Midostaurin has been found to be persistent with the half-life determined in the study on transformation in water/sediment systems exceeding 1000 days. As shown in the bioconcentration study in rainbow trout, midostaurin can be considered bioaccumulative based on the maximum BCF_L,k of 2684 L/kg. Moreover, midostaurin fulfils the criteria for toxicity with a NOEC of 0.27 µg/L determined for the green algae species Pseudokirchneriella subcapitata. Therefore, midostaurin shows hazardous environmental properties. According to the established EU criteria, midostaurin should be regarded as a PBT substance.

References

• ECHA 2008, European Chemicals Agency. 2008 Guidance on information requirements and chemical safety assessment. http://guidance.echa.europa.eu/docs/guidance_document/information_requirements_en.htm

• IES Study 20160356. PKC412-NXA.003 – Effect on Pseudokirchneriella subcapitata in a 72-hour algal growth inhibition test. Final report: 10. April 2017.

• NOTOX Project 383186. Acute toxicity study in Daphnia magna with midostaurin (semi-static). Final report: 14. January 2004.

• RCC Study Number B29586. PKC412 DS Effect on survival and reproduction of Daphnia magna in a semi-static test over three weeks. Final report: 19. March 2008.

• NOTOX Project 398227. 96-hour acute toxicity study in rainbow trout with midostaurin. Final report: 13. May 2005.

• RCC Study Number B29608. PKC412 DS Toxic effects to zebra fish (Brachydanio rerio) in an early-life stage toxicity test. Final report: 19. March 2008.

• IES Study 20160358. PKC412-NXA.003 – Toxicity to activated sludge in a respiration inhibition test. Final report: 14. March 2017.

• Harlan Laboratories Study C11772. PKC412 DS Effects of PKC412 DS on the development of sediment-dwelling larvae of Chironomus riparius in water-sediment systems with spiked sediment. Final report: 29. April 2010.

• Harlan Laboratories Study C11715. PKC412 DS: Route and rate of degradation of 14C-PKC412 DS in aerobic aquatic sediment systems. Final report: 31. March 2011.

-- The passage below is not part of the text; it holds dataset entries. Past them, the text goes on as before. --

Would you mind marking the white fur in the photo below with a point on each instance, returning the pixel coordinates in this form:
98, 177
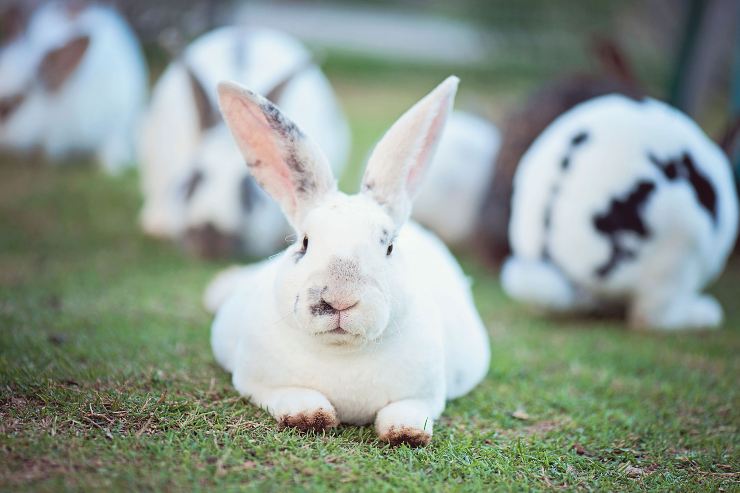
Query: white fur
452, 194
684, 249
173, 146
97, 108
413, 338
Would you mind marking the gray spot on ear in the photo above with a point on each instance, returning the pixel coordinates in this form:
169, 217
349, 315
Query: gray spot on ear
282, 125
248, 193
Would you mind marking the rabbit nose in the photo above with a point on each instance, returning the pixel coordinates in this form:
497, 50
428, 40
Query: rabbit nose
340, 305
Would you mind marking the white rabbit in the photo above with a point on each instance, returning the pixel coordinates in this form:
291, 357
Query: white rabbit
195, 184
73, 81
627, 202
452, 194
365, 318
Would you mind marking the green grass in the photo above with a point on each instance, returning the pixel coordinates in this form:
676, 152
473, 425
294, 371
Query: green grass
107, 380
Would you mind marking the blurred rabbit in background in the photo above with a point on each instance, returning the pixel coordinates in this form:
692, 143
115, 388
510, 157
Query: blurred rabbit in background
196, 186
623, 202
525, 122
73, 80
449, 201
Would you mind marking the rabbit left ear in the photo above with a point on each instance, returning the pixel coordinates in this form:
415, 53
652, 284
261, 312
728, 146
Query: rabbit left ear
399, 161
59, 64
284, 161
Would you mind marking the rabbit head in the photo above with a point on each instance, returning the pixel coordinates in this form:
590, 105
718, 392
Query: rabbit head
337, 282
223, 204
39, 58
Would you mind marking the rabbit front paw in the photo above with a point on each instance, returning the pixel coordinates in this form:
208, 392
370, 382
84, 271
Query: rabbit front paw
404, 422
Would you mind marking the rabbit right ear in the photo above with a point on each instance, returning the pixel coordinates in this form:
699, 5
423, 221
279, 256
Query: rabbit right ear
284, 161
399, 161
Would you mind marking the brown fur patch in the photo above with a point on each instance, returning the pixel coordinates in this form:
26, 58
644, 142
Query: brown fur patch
318, 420
413, 437
59, 64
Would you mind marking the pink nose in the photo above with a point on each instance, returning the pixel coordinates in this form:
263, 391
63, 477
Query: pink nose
340, 305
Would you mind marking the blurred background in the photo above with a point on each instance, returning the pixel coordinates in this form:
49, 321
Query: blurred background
680, 51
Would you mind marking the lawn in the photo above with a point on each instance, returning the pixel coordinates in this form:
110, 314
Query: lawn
107, 379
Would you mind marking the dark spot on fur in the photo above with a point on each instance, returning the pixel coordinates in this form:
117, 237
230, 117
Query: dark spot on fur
9, 104
314, 294
60, 63
322, 308
623, 217
702, 187
579, 139
192, 183
248, 193
317, 420
413, 437
685, 168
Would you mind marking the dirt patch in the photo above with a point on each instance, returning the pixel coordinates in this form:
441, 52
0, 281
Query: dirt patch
538, 428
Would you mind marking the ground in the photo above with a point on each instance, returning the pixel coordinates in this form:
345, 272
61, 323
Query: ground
107, 379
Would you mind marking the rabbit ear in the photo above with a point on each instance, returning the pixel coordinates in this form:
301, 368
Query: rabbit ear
284, 161
59, 64
399, 161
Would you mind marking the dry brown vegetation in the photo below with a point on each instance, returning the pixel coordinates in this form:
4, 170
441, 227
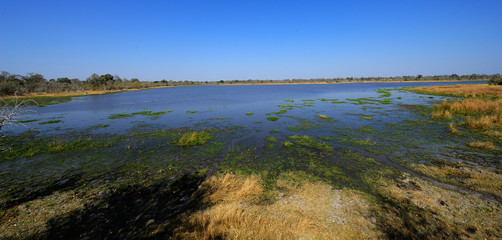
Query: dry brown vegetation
483, 112
299, 210
483, 145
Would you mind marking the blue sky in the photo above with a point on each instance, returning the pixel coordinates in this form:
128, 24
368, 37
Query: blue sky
213, 40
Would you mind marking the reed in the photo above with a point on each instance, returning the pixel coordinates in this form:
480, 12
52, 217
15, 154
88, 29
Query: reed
483, 145
307, 210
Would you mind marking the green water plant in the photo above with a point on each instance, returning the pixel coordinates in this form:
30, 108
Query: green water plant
308, 141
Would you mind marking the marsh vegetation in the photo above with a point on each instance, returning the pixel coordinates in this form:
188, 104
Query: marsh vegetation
363, 168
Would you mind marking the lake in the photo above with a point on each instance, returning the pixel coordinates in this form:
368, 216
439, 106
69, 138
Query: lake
245, 106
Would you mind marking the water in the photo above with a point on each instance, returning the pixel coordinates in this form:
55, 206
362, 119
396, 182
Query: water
227, 106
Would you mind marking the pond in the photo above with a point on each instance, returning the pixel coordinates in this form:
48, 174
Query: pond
254, 107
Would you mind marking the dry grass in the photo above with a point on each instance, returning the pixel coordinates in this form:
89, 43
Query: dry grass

• Harlan Laboratories Study C11704. PKC412-NXA.003 Determination of the partition coefficient (n-octanol / water). Final report: 24. February 2009.

• Harlan Laboratories Study C11726. [14C]-PKC412 DS: Bioconcentration flow-through test in the rainbow trout (Oncorhynchus mykiss). Final report: 02. November 2011.

• RYDAPT^® (midostaurin) Core Data Sheet Version 2.0. 14 December 2017.